The piano had been up for auction on eBay last month via Bang the Gavel Auction Services of California. Graceland officials would not confirm the purchase price or other details of the transaction.  

The Presley-customized Knabe will be the centerpiece of a planned restoration of the music room at Graceland, which will be returned to its classic '60s-era appearance. Other items returning to the music room include a set of original white and blue draperies and a gold couch from 1964. 

The piano has a rich Memphis and musical history. Prior to Elvis' purchase of the instrument — built in 1912 by Wm.

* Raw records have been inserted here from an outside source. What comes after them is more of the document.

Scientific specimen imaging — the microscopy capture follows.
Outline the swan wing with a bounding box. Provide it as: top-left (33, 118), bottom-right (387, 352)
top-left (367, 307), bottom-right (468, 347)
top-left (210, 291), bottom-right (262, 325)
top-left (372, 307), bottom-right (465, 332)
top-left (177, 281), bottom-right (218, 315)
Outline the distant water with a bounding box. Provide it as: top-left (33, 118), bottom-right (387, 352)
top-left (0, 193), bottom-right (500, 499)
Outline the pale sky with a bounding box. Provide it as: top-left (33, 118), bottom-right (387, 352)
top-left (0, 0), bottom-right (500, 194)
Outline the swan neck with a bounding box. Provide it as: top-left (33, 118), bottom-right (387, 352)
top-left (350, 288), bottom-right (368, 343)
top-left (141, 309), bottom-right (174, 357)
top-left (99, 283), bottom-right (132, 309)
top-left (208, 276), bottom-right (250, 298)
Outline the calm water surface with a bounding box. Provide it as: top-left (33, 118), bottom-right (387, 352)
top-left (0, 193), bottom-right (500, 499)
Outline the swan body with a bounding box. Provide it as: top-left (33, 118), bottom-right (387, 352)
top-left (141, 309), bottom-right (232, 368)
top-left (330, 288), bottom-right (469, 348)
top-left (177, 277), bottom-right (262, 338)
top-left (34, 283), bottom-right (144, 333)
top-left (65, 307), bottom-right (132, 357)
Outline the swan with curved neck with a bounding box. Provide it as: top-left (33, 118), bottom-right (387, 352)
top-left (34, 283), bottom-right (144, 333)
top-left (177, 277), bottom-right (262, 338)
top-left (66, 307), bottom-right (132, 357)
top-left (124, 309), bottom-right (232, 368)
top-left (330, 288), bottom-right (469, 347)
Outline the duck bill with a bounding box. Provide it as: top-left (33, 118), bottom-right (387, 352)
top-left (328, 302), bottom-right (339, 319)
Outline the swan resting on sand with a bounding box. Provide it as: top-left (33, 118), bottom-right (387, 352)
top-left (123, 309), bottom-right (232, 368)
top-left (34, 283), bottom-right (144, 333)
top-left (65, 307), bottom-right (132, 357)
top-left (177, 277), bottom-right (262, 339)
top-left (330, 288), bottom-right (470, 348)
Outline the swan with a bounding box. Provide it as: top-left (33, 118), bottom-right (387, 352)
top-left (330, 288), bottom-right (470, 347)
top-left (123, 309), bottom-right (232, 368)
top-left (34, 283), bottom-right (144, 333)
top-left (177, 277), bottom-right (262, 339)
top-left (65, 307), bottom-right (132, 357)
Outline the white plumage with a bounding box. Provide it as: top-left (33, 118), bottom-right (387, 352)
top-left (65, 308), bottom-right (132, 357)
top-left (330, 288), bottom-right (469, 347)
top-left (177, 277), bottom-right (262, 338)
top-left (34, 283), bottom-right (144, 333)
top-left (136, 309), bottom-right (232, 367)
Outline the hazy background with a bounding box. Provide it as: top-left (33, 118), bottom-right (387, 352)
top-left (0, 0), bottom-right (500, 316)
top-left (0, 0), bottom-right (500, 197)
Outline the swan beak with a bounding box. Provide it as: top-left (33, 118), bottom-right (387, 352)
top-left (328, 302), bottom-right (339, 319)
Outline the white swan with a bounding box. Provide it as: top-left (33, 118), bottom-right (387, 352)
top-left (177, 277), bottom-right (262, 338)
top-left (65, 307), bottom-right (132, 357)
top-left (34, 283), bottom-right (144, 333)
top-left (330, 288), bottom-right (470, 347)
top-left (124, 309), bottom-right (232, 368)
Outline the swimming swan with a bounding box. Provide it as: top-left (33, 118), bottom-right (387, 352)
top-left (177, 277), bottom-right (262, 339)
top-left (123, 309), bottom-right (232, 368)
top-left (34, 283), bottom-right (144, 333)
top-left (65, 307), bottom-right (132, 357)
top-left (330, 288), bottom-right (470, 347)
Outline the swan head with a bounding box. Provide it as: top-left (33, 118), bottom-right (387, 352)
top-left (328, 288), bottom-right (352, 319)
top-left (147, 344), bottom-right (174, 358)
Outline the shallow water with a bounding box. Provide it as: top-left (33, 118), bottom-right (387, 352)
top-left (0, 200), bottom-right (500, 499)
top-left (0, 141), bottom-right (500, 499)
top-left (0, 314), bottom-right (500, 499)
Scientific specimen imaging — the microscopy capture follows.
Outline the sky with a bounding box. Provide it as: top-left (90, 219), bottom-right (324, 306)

Knabe & Co. of Gallatin, Tennessee — it was the house piano at the Ellis Auditorium from the early 1930s until 1957. During that time, the auditorium played host to top acts including W. C. Handy, Duke Ellington, Count Basie, and Cab Calloway, among others. Presley wanted the piano in part because he saw it played by his blues and gospel heroes in concert as a boy. 

Boosted by his explosive success in 1957, Presley purchased his Graceland mansion that spring. The Ellis piano came up for sale a month later, and Presley sought out the instrument, purchasing it from Jack Marshall Pianos-Organs for $818.85. Elvis refurbished and customized the piano, resulting in its white and gold appearance, and accompanying gold and white leather bench. 
 
In 1968, Elvis’ wife Priscilla Presley purchased him a new gold leaf piano (that instrument sold at auction in 2015 to the Hard Rock Café chain for $600,000). The Knabe was then put in storage, where it remained for the better part of a decade. 

In 1976, it was sold Ted Sturges, owner of the Sturges Recording Studio in Memphis and used on a number of recordings there (and was reportedly a favorite of Presley’s fellow rock icon, Jerry Lee Lewis). The piano would change hands several more times over the years before coming up for sale again this summer.